Comme l’a dit Olivia Gesbert lors de son émission La Grande Table sur France Culture où elle recevait JMB, ce dernier est un passeur vers le sauvage, une altérité que notre civilisation antinature rejette vigoureusement, prisonnière de sa frénésie de maîtrise et de contrôle de la nature. Enfin, JMB est un montagnard qui connaît les éleveurs et discute avec certains d’entre eux au bistro du coin et désormais lors des présentations publiques de ses films. De plus, il a réalisé des documentaires sur des peuples lointains, ce qui l’a rendu soucieux de la vie des gens liés à la nature. Bien sûr, avec ses films, JMB se range du côté de ceux qui défendent la cohabitation entre l’élevage et le loup. Pourtant, son film ne cherche pas à nous présenter le loup de façon caricaturale mais tel qu’il est, sauvage, « besogneux » pour reprendre une de ses expressions et soumis à rude épreuve face aux autres loups, ses premiers ennemis, et évidemment face aux hommes. Les films de JMB font appel à la sensibilité du public et à leur intelligence et c’est cela qui semble intolérable au camp des anti-loups. Ces derniers lui ont envoyé anonymement des menaces de mort dont une lettre dans laquelle le film est qualifié de « propagande nazie » et JMB de « bon élève du sinistre Goebbels, complice des criminels qui tuent les éleveurs de moutons ».
De tels propos sont scandaleux et tellement outranciers qu’ils disqualifient totalement leurs auteurs. Un appel à manifester contre le film a même été lancé sur Facebook par un syndicat agricole des Hautes-Alpes le jour d’une avant-première à Gap, mais ce rassemblement a été annulé face à la vive réaction des internautes. Lors de la visite de la maison du berger dans la vallée de Champoléon dans les Hautes-Alpes, j’avais trouvé extrêmement étonnant pour ne pas dire suspect qu’aucune mention ne soit faite sur la présence du loup alors que cet équipement semblait très récent et décrivait la vie des bergers. J’aurais trouvé plus normal que le loup y soit fustigé pour ses attaques des troupeaux plutôt que le silence total sur le prédateur. Cela traduit probablement un déni de la part des dirigeants syndicaux de l’élevage pour qui reconnaître la présence du loup constitue déjà une défaite, puisque cela implique de composer avec lui, donc de négocier avec le reste de la société pour finir par l’accepter. Toutefois, dans la boutique de cette exposition, figuraient en bonne place les livres de l’historien Jean-Marc Moriceau qui traitent des attaques de loup sur l’homme dans le passé mais pas celui de Baptiste Morizot sur la nécessaire diplomatie à mettre en œuvre pour cohabiter avec le loup. Le président de Hautes-Alpes Nature Environnement (HANE) m’a confirmé le noyautage de cette maison du berger par les anti-loups et le refus « gêné »de la communauté de communes locale qui gère cet équipement de projeter un documentaire initié par HANE sur les témoignages d’éleveurs face aux loups.
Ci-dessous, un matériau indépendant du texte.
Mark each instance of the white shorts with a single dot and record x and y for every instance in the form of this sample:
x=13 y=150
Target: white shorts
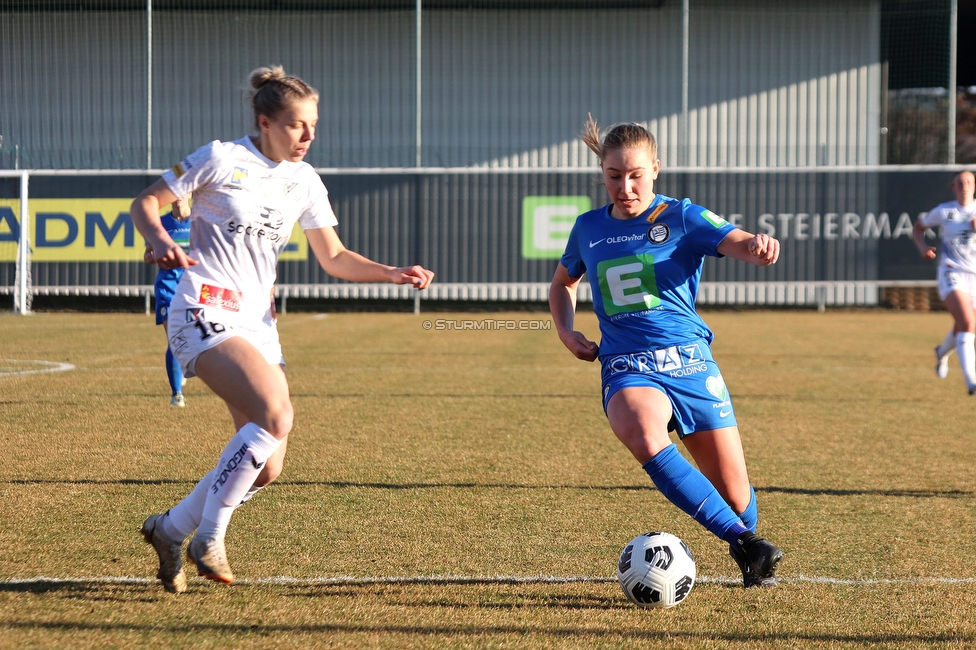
x=190 y=334
x=955 y=280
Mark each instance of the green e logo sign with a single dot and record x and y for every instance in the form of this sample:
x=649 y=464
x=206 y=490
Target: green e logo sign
x=547 y=222
x=628 y=284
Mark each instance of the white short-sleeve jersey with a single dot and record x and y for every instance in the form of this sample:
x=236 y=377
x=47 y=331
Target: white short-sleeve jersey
x=244 y=209
x=958 y=237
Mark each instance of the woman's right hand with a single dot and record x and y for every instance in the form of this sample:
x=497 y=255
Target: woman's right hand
x=172 y=256
x=580 y=346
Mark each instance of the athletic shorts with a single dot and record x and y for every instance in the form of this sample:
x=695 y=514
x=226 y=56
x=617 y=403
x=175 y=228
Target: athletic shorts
x=192 y=332
x=955 y=280
x=164 y=290
x=686 y=373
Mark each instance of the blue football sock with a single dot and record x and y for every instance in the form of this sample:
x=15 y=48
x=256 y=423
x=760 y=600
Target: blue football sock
x=687 y=488
x=750 y=516
x=173 y=373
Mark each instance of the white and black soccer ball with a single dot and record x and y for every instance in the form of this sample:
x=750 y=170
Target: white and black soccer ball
x=656 y=570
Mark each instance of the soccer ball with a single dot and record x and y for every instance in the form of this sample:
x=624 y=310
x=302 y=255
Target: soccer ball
x=656 y=570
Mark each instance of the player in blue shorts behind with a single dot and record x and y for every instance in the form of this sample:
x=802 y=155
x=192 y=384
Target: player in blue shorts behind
x=177 y=224
x=644 y=254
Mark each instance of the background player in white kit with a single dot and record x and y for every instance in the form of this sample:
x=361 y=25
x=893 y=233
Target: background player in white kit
x=957 y=273
x=248 y=194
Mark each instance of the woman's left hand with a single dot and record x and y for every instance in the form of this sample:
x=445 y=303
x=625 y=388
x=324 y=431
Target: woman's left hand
x=765 y=248
x=416 y=275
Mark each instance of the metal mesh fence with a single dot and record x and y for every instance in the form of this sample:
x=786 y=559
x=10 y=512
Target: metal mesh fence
x=123 y=84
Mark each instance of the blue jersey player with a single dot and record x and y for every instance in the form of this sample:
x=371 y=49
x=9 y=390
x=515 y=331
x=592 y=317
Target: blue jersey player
x=643 y=254
x=177 y=224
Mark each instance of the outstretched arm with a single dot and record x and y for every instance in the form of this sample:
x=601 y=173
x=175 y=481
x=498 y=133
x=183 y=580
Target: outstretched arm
x=562 y=305
x=340 y=262
x=761 y=250
x=145 y=216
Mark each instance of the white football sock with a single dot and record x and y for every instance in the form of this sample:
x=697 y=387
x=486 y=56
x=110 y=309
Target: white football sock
x=948 y=346
x=967 y=356
x=240 y=464
x=184 y=517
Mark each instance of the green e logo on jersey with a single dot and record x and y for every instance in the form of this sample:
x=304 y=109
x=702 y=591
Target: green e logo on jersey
x=628 y=284
x=713 y=218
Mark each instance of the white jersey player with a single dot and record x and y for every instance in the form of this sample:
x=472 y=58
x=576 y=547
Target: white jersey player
x=957 y=273
x=247 y=195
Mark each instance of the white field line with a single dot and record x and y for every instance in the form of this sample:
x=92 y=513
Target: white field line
x=451 y=579
x=46 y=366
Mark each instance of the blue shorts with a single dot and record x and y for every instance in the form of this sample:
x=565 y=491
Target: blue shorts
x=164 y=289
x=686 y=373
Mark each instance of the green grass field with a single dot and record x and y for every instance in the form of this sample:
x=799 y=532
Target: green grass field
x=485 y=455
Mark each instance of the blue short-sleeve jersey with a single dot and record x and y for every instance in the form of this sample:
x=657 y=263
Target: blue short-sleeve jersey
x=167 y=279
x=645 y=271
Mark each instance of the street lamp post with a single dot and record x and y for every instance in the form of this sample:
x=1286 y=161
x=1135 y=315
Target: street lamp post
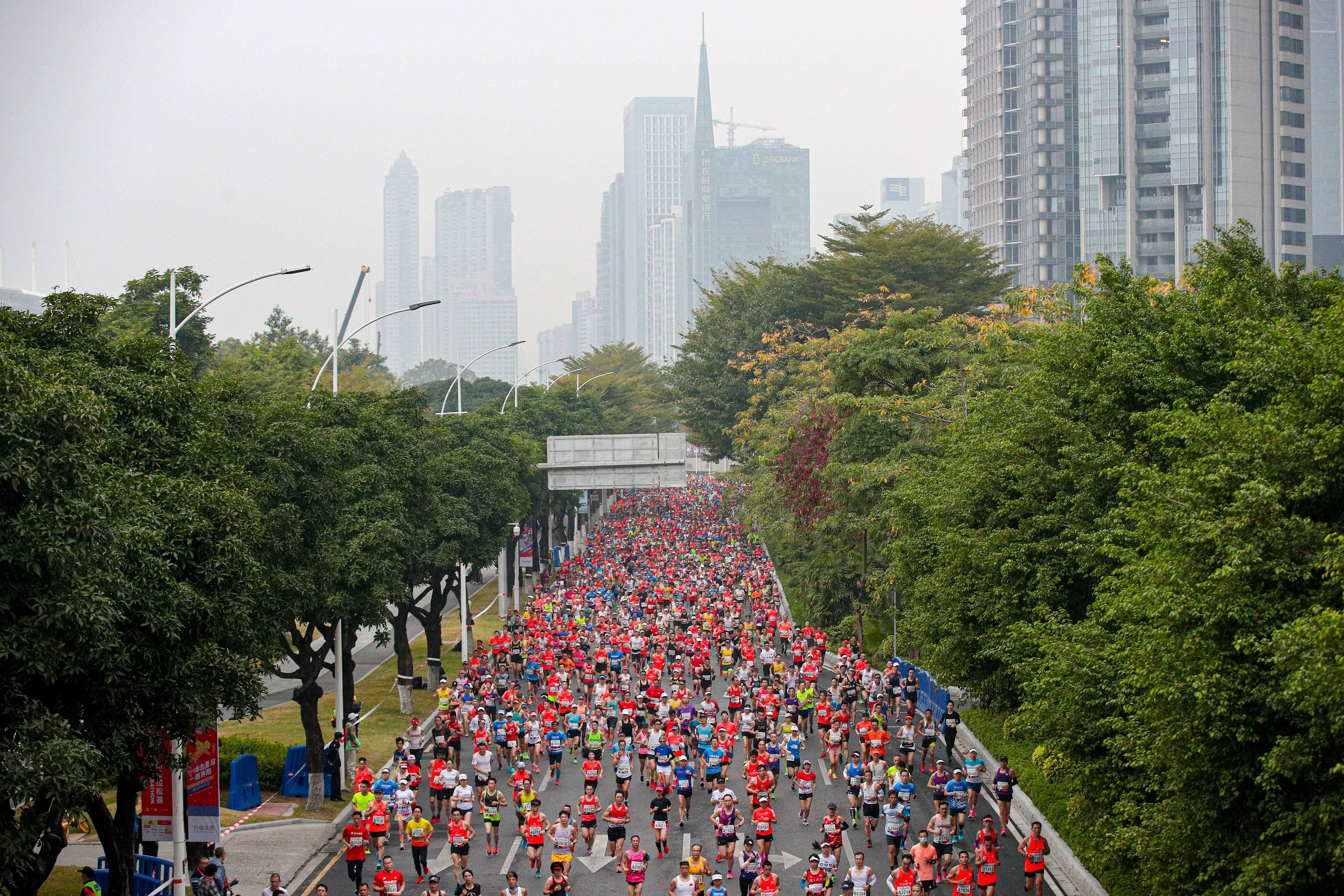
x=578 y=386
x=514 y=392
x=338 y=640
x=173 y=296
x=564 y=375
x=336 y=349
x=458 y=381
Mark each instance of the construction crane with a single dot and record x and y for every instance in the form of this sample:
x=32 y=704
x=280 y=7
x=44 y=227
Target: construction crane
x=733 y=127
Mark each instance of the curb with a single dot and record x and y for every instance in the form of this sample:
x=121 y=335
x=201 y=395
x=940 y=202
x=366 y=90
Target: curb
x=276 y=824
x=1066 y=872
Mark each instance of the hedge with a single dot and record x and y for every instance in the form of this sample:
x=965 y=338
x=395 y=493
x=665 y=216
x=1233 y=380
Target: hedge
x=271 y=759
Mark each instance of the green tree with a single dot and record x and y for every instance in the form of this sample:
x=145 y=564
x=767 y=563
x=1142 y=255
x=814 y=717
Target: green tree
x=868 y=266
x=634 y=389
x=475 y=469
x=143 y=309
x=128 y=586
x=287 y=358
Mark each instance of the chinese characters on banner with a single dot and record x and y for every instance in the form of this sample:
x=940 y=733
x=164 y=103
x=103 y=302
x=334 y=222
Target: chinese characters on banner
x=202 y=786
x=525 y=550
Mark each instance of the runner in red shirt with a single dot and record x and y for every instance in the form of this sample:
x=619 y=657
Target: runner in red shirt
x=355 y=838
x=389 y=882
x=763 y=820
x=589 y=808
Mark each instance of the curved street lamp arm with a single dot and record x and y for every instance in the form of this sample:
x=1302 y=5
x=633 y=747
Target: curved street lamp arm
x=578 y=386
x=330 y=355
x=205 y=306
x=564 y=375
x=525 y=377
x=443 y=412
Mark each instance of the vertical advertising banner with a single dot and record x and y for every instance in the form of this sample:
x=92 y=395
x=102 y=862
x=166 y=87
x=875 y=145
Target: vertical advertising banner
x=525 y=547
x=202 y=786
x=156 y=808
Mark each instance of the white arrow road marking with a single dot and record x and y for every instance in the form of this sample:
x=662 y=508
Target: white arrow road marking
x=509 y=859
x=444 y=859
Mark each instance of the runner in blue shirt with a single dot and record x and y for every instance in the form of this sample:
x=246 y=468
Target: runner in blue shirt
x=712 y=764
x=957 y=790
x=556 y=752
x=685 y=788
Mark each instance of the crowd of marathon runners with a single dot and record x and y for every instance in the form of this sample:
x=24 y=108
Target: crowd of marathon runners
x=651 y=663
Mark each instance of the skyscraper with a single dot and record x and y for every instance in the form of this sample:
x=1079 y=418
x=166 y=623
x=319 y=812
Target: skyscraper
x=553 y=344
x=429 y=323
x=607 y=316
x=584 y=322
x=956 y=183
x=401 y=264
x=1327 y=135
x=1022 y=134
x=658 y=136
x=474 y=246
x=740 y=203
x=901 y=197
x=1195 y=117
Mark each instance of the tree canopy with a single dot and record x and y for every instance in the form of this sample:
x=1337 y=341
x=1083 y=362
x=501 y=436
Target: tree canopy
x=1109 y=512
x=869 y=266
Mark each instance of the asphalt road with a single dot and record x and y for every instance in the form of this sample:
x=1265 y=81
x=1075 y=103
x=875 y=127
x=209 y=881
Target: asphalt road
x=597 y=874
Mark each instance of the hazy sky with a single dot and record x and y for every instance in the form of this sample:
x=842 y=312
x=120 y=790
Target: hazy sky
x=241 y=138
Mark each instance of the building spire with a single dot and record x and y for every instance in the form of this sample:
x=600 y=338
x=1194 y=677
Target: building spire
x=703 y=115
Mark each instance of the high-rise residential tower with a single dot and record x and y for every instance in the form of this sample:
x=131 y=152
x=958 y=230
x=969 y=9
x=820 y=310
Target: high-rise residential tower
x=740 y=205
x=658 y=136
x=1022 y=134
x=474 y=248
x=1327 y=135
x=607 y=319
x=956 y=183
x=1195 y=116
x=401 y=265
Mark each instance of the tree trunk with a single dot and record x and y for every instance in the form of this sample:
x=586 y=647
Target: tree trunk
x=38 y=824
x=432 y=620
x=117 y=835
x=349 y=653
x=307 y=699
x=405 y=661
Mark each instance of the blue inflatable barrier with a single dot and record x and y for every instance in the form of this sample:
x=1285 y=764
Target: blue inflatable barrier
x=295 y=784
x=244 y=784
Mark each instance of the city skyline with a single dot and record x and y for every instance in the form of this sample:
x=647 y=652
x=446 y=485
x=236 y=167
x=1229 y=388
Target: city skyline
x=466 y=120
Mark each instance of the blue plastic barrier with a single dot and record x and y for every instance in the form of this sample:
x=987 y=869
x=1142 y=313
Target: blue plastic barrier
x=244 y=784
x=931 y=695
x=296 y=774
x=151 y=874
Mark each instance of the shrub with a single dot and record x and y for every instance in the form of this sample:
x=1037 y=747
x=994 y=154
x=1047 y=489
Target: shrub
x=271 y=759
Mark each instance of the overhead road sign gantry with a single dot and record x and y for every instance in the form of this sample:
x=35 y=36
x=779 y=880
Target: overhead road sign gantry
x=632 y=461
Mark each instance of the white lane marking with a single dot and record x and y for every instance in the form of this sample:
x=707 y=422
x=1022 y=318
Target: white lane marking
x=509 y=859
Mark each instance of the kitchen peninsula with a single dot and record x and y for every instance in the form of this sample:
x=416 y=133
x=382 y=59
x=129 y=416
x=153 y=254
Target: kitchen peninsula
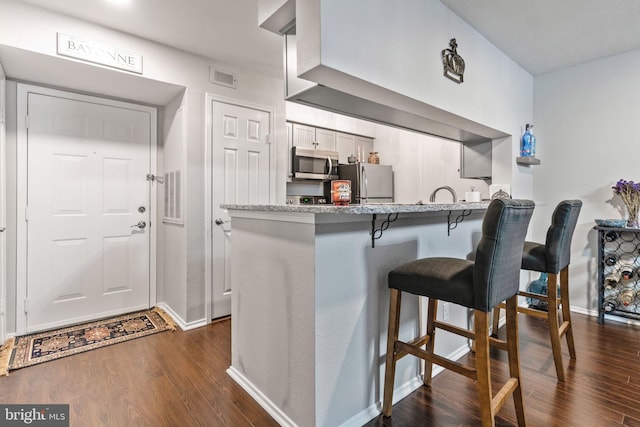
x=310 y=301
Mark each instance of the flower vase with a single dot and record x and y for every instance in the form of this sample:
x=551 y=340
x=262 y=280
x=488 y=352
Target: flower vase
x=632 y=220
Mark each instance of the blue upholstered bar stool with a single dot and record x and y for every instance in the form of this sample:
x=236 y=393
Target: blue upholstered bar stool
x=493 y=277
x=552 y=257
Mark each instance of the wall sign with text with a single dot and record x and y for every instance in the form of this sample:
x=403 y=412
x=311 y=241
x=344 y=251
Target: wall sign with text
x=98 y=53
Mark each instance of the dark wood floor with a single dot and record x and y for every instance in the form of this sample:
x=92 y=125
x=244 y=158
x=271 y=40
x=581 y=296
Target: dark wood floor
x=178 y=379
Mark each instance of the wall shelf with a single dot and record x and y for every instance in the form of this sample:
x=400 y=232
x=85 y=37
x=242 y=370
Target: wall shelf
x=529 y=160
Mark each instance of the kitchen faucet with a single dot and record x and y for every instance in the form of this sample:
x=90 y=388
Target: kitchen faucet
x=432 y=198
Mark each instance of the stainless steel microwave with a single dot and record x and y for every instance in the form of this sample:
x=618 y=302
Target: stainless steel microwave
x=314 y=164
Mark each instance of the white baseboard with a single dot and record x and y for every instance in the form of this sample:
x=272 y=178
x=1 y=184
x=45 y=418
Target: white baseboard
x=262 y=400
x=185 y=326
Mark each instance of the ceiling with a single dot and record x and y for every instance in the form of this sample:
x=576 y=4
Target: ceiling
x=540 y=35
x=548 y=35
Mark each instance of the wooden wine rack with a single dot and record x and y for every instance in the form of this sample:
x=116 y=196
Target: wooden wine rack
x=618 y=272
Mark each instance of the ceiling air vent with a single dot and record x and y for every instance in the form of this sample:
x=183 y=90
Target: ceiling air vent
x=221 y=78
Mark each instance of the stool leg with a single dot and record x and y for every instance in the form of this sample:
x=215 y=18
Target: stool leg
x=392 y=337
x=514 y=357
x=483 y=369
x=554 y=326
x=566 y=309
x=432 y=311
x=496 y=322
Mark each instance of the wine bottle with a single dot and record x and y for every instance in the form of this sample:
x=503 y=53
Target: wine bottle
x=627 y=271
x=611 y=259
x=609 y=304
x=610 y=236
x=627 y=297
x=611 y=281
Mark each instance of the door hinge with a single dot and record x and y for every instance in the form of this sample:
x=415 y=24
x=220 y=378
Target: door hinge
x=155 y=178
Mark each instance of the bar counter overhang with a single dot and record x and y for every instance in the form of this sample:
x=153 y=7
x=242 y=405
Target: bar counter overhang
x=310 y=302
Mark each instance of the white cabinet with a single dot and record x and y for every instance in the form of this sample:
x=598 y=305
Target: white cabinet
x=312 y=137
x=348 y=144
x=345 y=146
x=365 y=145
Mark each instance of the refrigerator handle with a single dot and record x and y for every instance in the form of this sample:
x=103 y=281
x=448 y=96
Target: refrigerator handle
x=366 y=184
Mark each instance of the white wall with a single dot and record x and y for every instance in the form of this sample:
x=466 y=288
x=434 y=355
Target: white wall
x=421 y=163
x=3 y=192
x=397 y=46
x=34 y=30
x=586 y=124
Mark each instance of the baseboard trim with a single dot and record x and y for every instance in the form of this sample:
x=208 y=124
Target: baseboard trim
x=185 y=326
x=262 y=400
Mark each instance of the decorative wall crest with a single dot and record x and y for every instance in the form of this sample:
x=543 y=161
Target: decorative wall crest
x=453 y=63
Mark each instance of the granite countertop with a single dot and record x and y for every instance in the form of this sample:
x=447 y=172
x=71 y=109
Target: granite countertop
x=381 y=208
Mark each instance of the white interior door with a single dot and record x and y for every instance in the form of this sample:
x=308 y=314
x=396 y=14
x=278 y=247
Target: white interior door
x=241 y=175
x=88 y=213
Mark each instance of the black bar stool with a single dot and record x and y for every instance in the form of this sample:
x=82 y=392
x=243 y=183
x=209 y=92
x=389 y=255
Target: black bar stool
x=552 y=258
x=481 y=284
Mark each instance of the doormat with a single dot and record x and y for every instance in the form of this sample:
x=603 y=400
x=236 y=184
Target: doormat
x=29 y=350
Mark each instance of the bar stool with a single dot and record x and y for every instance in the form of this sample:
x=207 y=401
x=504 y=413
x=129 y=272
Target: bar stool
x=480 y=285
x=552 y=258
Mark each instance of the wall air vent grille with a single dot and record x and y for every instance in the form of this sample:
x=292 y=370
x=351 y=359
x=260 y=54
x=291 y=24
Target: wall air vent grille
x=222 y=78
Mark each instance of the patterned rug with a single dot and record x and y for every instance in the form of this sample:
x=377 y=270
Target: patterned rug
x=41 y=347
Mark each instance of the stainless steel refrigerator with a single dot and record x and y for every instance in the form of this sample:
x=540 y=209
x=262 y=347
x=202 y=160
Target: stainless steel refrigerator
x=370 y=183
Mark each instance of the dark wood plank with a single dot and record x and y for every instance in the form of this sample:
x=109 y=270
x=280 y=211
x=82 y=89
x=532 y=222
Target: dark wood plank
x=168 y=379
x=179 y=378
x=601 y=386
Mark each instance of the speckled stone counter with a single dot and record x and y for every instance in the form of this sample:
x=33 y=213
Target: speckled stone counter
x=309 y=302
x=383 y=208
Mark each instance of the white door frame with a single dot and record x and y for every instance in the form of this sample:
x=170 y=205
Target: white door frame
x=208 y=188
x=21 y=196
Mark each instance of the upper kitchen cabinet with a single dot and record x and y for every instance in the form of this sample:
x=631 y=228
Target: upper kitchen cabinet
x=314 y=138
x=348 y=144
x=476 y=159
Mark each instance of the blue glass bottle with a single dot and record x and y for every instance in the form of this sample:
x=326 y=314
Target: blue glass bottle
x=525 y=143
x=533 y=141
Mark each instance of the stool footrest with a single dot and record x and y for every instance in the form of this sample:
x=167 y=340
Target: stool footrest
x=562 y=330
x=438 y=360
x=416 y=343
x=454 y=329
x=503 y=394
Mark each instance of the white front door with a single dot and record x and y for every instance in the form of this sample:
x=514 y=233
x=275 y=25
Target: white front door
x=88 y=210
x=241 y=175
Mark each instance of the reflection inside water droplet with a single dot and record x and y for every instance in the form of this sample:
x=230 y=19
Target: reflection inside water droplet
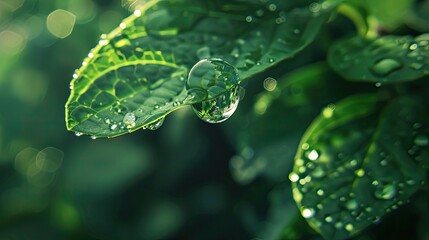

Là encore, la pression des extrémistes a joué. Elle traduit un refus du débat public pour camper sur des positions dures et inflexibles. Ces menaces de mort et ces propos délirants n’empêcheront pas le film de JMB d’être un succès, au contraire cela peut provoquer le réflexe inverse pour soutenir un artiste face aux menaces de quelques irresponsables. Mais malheureusement, le cinéaste n’est pas le seul à être victime de ce genre d’intimidation mafieuse. Le géographe Farid Benhammou nous le rappelle dans sa tribune du 13 janvier dans Libération (Le loup, la culture et les menaces de mort) puisque des chercheurs, des élus et des associatifs ont également reçu des menaces de mort. Comme le souligne le géographe, il est regrettable que les élus locaux et régionaux soutiennent ces extrémistes, sans doute par clientélisme. Quand les pro-loups s’appuient sur le droit, la raison et l’éthique, les anti-loups usent de menaces, de mensonges et de toute information susceptible de semer le doute dans l’esprit du public. Il y a eu la « réintroduction » des loups qui a fini par ne plus prendre, puis l’hybridation entre le loup et le chien qui aura eu le mérite d’établir clairement le faible niveau d’hybridation dans la population lupine actuelle et enfin le danger pour la population si les loups entrent dans les villages (il est plus que probable que les 67 millions de Français arriveront facilement à faire face au danger que représentent 500 loups…). Les éleveurs ont plus à craindre des excités comme ceux qui s’en sont pris à JMB que des loups, car l’image véhiculée par ces pratiques est catastrophique pour l’élevage tout entier qui n’a pas besoin de cela.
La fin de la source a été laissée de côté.